Our various media have been filled lately with reports of people attacking police, first responders and firefighters when responding to cries for help. But they also witness car accidents, drug trafficking, murder, rape and other physical abuse. These reports are affecting people who are simply trying to do what training would have them do.

The Ruderman Family Foundation has learned that police and firefighters are more likely to die by suicide than in the line of duty. And that, dear readers, should concern all of us, as we as a society continue to glorify, and our police are usually the people who must try to stop an escalating situation from becoming violent. For too many, they “take their work home with them,” and must deal, emotionally, with the after effects of truly terrible situations. Over time, this can take a terrible toll. In 2017, 93 firefighters and 129 police officers died in the line of duty in the U.S., but there were 103 suicides among firefighters and 140 among police officers.

What kind of a violence-loving nation are we becoming?

Not only do violent movies and games encourage strong physical (and sometimes violent) reactions, but they encourage a casual acceptance of violence in ever increasingly younger participants. Growing up with "screen violence" often leads to an acceptance to it in real life. Should we be surprised when depression or even suicide occurs?

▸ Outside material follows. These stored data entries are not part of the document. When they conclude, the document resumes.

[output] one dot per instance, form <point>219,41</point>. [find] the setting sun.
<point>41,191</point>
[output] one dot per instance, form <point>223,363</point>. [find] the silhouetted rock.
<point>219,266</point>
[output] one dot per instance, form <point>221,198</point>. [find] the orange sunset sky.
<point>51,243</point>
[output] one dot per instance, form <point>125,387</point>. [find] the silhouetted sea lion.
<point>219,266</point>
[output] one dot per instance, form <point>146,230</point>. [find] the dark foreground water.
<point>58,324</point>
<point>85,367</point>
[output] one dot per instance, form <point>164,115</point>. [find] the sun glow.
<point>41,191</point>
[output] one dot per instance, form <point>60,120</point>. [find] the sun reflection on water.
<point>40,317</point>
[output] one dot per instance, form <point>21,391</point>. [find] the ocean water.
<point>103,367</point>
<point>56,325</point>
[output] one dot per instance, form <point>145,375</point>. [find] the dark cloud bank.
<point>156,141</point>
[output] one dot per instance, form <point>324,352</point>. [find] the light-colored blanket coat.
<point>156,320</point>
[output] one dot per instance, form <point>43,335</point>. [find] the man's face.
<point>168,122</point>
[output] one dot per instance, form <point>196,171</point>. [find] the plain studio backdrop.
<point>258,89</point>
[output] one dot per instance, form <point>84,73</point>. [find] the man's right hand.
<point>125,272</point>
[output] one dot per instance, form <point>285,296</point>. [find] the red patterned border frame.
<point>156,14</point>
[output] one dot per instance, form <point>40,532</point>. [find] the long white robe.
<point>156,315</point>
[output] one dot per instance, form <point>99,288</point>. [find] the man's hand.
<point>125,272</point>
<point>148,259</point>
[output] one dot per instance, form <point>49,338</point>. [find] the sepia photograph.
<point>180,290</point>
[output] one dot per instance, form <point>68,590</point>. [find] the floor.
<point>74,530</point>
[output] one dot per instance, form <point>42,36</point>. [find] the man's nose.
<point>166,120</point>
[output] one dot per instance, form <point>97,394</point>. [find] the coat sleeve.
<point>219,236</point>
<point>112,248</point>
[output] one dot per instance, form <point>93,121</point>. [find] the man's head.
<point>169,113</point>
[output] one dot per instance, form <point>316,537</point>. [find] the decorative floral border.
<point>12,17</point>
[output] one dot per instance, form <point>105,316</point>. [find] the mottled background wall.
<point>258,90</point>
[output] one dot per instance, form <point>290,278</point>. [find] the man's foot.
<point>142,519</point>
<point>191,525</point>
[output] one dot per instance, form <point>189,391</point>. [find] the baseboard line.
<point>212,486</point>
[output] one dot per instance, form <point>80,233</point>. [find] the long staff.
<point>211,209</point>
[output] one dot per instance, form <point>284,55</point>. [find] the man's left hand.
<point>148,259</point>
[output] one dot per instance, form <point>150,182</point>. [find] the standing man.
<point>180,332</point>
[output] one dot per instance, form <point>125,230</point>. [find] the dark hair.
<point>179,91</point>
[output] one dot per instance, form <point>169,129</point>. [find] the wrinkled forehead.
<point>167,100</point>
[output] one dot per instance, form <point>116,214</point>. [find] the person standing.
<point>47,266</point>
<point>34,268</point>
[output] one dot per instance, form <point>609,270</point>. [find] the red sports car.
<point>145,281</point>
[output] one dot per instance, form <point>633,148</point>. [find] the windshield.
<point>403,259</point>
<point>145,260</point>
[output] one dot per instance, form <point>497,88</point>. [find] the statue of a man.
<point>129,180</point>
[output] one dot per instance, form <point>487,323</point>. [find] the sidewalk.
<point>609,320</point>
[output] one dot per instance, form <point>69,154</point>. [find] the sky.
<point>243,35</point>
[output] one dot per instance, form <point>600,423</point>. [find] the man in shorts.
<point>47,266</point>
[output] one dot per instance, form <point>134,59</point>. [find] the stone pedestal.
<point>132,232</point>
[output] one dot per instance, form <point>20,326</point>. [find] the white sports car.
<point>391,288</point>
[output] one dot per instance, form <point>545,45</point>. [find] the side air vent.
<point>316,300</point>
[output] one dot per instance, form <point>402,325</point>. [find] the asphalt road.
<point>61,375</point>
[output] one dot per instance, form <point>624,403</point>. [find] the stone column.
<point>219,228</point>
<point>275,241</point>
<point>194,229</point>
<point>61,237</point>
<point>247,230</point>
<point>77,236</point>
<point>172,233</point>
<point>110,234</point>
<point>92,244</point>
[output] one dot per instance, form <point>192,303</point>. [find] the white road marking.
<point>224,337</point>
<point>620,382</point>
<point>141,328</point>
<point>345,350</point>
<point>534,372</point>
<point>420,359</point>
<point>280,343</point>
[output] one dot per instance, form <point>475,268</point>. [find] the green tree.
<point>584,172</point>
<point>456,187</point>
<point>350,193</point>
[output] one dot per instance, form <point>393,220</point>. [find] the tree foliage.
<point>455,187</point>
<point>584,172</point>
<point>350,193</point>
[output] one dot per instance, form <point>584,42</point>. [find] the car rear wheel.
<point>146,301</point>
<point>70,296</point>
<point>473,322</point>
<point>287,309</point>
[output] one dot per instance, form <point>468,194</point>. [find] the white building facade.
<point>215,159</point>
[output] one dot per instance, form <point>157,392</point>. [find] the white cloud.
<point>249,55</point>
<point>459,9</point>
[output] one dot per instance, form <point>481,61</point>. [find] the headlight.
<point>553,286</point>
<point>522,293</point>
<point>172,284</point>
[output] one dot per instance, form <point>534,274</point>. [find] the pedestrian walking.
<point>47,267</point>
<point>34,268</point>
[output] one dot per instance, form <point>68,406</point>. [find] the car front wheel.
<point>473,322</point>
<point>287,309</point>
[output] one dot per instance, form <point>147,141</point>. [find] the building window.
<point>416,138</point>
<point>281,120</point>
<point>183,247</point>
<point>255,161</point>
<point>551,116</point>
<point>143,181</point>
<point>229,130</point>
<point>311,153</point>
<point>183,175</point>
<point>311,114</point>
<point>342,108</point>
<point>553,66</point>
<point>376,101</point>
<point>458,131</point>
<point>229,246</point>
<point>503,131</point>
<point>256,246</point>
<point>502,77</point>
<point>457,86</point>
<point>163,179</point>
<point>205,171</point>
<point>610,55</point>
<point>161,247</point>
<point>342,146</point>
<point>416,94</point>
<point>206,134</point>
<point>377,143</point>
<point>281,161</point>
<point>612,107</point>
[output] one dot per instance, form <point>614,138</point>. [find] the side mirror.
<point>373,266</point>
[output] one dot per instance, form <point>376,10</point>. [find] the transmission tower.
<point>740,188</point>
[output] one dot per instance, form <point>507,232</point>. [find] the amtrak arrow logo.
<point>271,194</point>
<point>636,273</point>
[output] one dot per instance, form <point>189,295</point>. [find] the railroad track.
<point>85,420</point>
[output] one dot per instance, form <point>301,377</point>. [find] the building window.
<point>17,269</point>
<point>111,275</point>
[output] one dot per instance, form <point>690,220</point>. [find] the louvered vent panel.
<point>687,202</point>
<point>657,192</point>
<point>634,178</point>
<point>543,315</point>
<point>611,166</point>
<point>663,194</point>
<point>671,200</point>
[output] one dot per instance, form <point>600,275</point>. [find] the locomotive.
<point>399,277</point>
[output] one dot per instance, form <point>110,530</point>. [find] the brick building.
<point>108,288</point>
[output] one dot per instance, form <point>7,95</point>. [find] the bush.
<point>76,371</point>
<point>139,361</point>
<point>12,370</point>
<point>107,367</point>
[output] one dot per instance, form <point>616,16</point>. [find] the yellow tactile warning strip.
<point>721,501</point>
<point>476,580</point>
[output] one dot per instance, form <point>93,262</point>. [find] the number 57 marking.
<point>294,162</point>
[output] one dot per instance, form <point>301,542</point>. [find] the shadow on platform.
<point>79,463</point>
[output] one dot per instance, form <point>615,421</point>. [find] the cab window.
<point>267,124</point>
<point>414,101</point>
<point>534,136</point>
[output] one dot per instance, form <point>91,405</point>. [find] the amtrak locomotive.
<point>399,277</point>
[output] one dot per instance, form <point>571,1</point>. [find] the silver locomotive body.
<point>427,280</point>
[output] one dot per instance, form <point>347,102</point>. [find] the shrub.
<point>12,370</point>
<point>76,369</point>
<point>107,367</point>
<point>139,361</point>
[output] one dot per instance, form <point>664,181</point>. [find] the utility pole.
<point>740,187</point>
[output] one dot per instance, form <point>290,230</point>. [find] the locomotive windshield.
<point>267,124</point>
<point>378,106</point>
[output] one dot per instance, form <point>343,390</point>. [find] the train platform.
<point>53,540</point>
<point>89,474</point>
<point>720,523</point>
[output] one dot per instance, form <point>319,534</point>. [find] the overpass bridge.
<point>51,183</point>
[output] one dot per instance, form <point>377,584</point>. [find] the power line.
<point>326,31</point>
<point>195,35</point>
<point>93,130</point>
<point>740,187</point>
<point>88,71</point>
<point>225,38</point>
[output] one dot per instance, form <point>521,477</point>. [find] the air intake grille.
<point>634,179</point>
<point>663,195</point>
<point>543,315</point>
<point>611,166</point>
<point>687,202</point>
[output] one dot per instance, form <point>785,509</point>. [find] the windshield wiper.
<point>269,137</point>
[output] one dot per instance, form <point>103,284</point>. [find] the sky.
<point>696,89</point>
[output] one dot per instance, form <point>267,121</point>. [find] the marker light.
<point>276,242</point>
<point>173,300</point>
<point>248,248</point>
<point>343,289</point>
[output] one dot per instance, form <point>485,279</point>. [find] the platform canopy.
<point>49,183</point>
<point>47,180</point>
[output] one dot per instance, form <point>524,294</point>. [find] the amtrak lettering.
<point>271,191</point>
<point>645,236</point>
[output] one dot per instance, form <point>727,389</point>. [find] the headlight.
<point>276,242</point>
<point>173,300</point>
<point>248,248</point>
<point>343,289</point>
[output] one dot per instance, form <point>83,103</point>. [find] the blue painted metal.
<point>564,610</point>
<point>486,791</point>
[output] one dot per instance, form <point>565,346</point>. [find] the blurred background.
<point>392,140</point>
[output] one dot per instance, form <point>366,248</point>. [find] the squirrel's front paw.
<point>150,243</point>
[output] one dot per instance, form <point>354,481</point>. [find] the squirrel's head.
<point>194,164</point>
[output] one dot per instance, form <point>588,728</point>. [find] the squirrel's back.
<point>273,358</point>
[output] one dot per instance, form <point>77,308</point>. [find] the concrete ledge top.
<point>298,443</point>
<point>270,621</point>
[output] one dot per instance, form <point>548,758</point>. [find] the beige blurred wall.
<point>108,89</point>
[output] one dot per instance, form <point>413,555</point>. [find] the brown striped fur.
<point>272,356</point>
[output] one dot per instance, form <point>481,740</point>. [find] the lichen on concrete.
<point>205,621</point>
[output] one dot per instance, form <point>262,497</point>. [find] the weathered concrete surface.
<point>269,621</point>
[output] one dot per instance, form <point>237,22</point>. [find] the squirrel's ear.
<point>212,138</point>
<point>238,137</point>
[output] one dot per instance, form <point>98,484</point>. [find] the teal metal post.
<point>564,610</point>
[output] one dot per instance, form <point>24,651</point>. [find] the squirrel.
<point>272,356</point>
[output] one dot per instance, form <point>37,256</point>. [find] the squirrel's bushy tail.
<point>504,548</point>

The Centers for Disease Control and Prevention tells us that one death by suicide occurs in the U.S. every 12 minutes! It is the second leading cause of death among 15- to 34-year-olds and the 10th leading cause of death overall.

Yet, suicide is one of the most difficult topics in America to discuss. The combination of blame, hurt and grief make losses hard to process and talk about, but 80% to 90% of people who seek treatment for depression may see successful recoveries.

While the manufacturers and producers continue to maintain that the level of violence in their shows is not harmful, statistics tell a different story. Parents, watch what your kids are watching!